In brief, there is no such thing as a perfect system. Whether it is a mechanical system that can suffer a hydraulic or Morse cable break or malfunction, or a state-of-the-art system that may incur an electronic “glitch”, all systems are fallible.
Many accidents — I would venture to state all accidents — are a result of multiple errors, a combination of control failure, lack of system familiarity, poor judgment and an inability to react in such a way that prevents an inconvenience from becoming an accident. Remove any single aspect of this formula and in all probability, most accidents could be avoided.

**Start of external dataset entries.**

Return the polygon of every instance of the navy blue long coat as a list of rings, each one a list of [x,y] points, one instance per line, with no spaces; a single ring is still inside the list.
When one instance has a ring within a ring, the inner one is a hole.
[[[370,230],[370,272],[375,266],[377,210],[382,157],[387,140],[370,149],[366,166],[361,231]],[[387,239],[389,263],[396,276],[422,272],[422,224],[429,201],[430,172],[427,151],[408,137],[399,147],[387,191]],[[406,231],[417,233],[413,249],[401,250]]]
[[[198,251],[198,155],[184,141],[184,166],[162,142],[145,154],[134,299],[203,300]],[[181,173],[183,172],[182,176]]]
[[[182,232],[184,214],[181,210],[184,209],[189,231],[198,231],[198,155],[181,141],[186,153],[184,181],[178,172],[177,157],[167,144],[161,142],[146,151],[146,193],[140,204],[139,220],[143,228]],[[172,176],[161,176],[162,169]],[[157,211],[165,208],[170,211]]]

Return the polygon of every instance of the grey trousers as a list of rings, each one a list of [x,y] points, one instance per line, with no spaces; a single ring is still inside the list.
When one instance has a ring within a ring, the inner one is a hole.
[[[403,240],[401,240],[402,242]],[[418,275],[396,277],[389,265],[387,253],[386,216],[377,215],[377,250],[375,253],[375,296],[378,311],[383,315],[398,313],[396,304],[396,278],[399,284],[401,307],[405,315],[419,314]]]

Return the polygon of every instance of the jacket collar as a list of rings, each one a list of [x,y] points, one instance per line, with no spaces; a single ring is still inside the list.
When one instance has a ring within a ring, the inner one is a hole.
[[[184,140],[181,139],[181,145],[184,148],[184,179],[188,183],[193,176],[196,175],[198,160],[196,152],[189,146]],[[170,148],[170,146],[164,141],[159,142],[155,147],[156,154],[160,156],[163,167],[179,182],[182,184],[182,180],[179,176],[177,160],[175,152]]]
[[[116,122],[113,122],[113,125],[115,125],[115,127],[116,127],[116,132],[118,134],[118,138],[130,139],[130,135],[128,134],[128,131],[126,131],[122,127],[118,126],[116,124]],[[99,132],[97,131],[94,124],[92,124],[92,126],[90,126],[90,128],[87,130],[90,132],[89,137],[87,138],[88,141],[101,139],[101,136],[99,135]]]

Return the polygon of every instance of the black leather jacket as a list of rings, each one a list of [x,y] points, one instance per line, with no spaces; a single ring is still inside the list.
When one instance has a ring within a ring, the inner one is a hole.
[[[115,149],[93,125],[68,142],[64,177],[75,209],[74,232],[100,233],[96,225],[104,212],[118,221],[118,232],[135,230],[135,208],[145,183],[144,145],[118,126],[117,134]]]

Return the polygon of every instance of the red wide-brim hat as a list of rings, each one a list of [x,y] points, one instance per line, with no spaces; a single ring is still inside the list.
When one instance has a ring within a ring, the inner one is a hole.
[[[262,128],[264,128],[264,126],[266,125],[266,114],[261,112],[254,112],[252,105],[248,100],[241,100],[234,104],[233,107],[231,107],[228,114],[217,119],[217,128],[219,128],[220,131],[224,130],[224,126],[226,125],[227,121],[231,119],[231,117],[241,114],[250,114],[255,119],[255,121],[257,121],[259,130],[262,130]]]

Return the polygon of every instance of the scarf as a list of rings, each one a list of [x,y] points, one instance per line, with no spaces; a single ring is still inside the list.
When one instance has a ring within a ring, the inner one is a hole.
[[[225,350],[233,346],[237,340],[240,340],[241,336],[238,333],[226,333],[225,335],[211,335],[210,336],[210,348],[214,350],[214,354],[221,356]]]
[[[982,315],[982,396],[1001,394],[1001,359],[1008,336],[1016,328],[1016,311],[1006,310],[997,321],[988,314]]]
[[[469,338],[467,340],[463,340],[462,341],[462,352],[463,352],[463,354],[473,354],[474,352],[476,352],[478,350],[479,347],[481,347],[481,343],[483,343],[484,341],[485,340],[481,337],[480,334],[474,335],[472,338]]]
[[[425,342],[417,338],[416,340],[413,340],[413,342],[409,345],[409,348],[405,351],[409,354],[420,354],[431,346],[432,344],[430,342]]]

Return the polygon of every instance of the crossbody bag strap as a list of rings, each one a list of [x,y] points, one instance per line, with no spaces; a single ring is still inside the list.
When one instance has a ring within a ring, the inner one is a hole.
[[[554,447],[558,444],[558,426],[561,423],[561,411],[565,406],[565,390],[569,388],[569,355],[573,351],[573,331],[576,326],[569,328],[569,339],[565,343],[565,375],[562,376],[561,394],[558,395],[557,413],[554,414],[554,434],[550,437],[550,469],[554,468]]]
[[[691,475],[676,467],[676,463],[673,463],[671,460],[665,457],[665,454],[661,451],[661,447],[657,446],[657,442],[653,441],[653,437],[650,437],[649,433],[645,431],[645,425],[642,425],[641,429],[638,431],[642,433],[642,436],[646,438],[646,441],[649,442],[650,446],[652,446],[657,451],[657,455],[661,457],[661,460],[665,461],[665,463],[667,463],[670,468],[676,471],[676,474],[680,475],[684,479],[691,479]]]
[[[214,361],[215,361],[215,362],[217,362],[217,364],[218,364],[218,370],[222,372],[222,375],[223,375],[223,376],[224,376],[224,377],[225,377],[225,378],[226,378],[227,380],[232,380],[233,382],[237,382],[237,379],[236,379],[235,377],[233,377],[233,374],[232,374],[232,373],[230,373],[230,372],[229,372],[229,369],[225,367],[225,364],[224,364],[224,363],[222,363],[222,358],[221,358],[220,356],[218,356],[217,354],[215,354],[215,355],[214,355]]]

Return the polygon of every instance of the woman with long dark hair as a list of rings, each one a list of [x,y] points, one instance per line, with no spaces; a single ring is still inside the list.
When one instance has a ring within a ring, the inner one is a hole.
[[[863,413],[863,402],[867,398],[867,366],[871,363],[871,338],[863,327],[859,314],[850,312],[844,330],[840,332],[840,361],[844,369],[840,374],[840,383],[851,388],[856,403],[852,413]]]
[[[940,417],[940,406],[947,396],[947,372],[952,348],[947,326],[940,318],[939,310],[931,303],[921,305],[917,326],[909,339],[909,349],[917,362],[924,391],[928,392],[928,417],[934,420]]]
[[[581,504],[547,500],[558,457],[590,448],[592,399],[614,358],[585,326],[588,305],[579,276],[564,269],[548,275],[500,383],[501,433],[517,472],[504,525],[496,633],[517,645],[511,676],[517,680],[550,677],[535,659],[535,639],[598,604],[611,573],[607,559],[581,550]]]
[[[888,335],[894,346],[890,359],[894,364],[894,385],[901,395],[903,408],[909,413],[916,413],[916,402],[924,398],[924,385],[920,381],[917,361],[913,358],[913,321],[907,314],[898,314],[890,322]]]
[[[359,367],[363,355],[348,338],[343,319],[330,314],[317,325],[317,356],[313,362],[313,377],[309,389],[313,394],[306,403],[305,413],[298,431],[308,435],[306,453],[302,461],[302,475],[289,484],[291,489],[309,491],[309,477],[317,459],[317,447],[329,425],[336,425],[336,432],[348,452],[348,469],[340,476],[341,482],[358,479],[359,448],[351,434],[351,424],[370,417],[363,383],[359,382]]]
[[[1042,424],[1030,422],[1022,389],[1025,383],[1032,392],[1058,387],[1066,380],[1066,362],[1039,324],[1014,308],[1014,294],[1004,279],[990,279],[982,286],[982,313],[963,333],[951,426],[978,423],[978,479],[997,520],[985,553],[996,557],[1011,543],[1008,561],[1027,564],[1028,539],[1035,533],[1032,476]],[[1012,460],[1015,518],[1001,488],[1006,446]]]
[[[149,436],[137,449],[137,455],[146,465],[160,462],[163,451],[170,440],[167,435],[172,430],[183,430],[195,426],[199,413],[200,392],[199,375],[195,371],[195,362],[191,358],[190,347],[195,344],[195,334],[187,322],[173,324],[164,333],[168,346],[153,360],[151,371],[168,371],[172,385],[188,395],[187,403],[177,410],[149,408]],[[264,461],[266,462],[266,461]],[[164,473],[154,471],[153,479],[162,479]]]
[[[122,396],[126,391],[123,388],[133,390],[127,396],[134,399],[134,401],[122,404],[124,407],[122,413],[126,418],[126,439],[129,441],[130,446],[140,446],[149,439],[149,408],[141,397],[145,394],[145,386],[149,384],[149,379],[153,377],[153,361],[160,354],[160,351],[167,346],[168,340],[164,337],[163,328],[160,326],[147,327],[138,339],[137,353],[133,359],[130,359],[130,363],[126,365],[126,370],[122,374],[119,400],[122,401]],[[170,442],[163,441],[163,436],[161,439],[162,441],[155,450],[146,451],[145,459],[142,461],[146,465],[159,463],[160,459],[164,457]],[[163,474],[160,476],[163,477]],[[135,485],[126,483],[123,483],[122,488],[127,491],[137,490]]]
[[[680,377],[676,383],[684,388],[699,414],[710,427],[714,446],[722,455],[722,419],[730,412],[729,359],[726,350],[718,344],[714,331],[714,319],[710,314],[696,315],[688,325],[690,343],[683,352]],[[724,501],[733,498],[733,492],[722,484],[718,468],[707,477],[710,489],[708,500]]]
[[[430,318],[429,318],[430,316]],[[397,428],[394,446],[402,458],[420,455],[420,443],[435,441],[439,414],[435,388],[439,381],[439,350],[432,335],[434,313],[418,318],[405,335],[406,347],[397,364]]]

The incident in the Bahamas is a perfect example. There was, in all probability, a system failure. Let’s call it a ghost in the machine. There was also unfamiliarity. The relief captain, though a highly competent and experienced captain, had only maneuvered the vessel a couple of times. His ability to counter the effect of losing control of one pod was hampered by this unfamiliarity with the system (she has azipods), the vessel was in a narrow channel, perhaps too far to the leeward and being pushed further to lee by combined current and wind.
All in all, an unfortunate set of circumstances. The controls had been fully serviced by Schottel a few weeks earlier. Just prior to the failure, there was a loss of generator that may have caused an amperage surge on restart. This may have caused a temporary glitch, but the system is well serviced. The rumored culprit of humidity is an unlikely factor.
The lessons to be learned: Do not blame the system; know your system. Learn intimately the physics of the system you use, the reaction delays on controls, and the degree the vessel reacts to inputs. Drive with the head, not with reactive response. Be deliberate. Plan ahead for contingencies; know your sea room.
Also, have an escape and be prepared to use it, such as a crew member on master controls (if you are on the wing station), the engineer in place to reset systems, anchors ready. And if you are unfamiliar with the system, don’t be too proud to have a tender in the water. (The recovery at sea, later, is good practice for the crew, anyway.)
Had all of this been put into play, then there would be at least one owner out there who would not have lost the use of his yacht for Christmas.
For general information, the vessel concerned has amazing sea handling characteristics, having previously circumnavigated the globe without incident. The Schottel azipods make her highly maneuverable. With an experienced hand on the helm, she can be brought to berth where most conventionally propelled vessels would hesitate to venture, and the economy from the duo-prop pods is amazing.
The adverse publicity the vessel has received caused by this incident is unjustified and unwarranted.
Capt. Chris Hezelgrave skippers a yacht 140-160 feet and has been in yachting more than 30 years. He asked that the yacht’s name not be printed.